Read Parquet exceptions thrown with PyArrow S3FileSystem

adampinky85 commented 3 months ago

Describe the issue:

Hi team,

We are intensive users of Dask and it's a great product!

We use Apache Arrow's pyarrow.fs.S3FileSystem in our ecosystem rather than s3fs.S3FileSystem due to performance and deadlock issues that were found during multiprocessing.

We're able to retrieve single files and entire directories of many files successfully. But using either a glob path or a interable of paths the read_parquet API throws exceptions with maximum recursion depth.

If would really helpful if the team can investigate? Many thanks!

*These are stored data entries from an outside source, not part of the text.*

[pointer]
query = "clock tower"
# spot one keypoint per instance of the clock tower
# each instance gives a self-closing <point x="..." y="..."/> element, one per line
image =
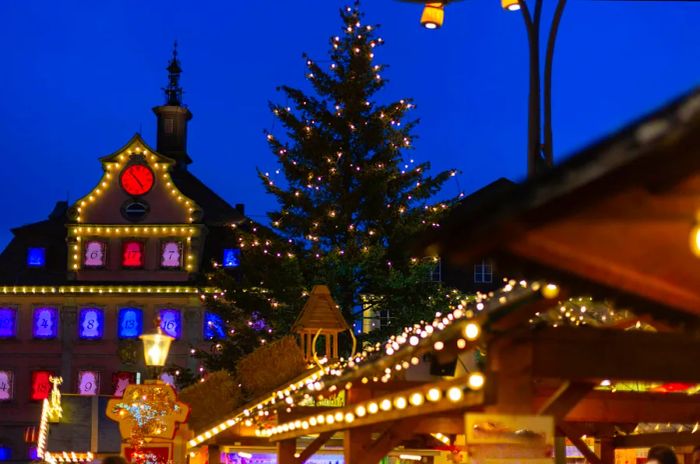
<point x="173" y="117"/>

Minimal Verifiable Example:

import dask.dataframe
import pyarrow.fs

# pyarrow s3 file system client
arrow_s3 = pyarrow.fs.S3FileSystem(
    access_key=s3_tokens["AccessKeyId"],
    session_token=s3_tokens["SessionToken"],
    secret_key=s3_tokens["SecretAccessKey"],
    region=_REGION,
    scheme="http",
)

# works as expected for both target_1 and target_2
df = dask.dataframe.read_parquet(
    path=f"s3://{bucket}/{key}/target_1.parquet",
    filesystem=arrow_s3,
)

# works as expected for entire folder, numerous parquet files
df = dask.dataframe.read_parquet(
    path=f"s3://{bucket}/{key}",
    filesystem=arrow_s3,
)
df

# glob path raises exception
df = dask.dataframe.read_parquet(
    path=f"s3://{bucket}/{key}/*.parquet",
    filesystem=arrow_s3,
)

# iterable of paths, either tuple or list, raises exception
df = dask.dataframe.read_parquet(
    path=[
        f"s3://{bucket}/{key}/target_1.parquet",
        f"s3://{bucket}/{key}/target_2.parquet",
    ],    
    filesystem=arrow_s3,
)

Exception:

---------------------------------------------------------------------------
AttributeError                            Traceback (most recent call last)
File /env/jupyter/venv/lib/python3.12/site-packages/dask_expr/_core.py:446, in Expr.__getattr__(self, key)
    445 try:
--> 446     return object.__getattribute__(self, key)
    447 except AttributeError as err:

File /usr/local/lib/python3.12/functools.py:995, in cached_property.__get__(self, instance, owner)
    994 if val is _NOT_FOUND:
--> 995     val = self.func(instance)
    996     try:

File /env/jupyter/venv/lib/python3.12/site-packages/dask_expr/io/parquet.py:716, in ReadParquetPyarrowFS.normalized_path(self)
    714 @cached_property
    715 def normalized_path(self):
--> 716     return _normalize_and_strip_protocol(self.path)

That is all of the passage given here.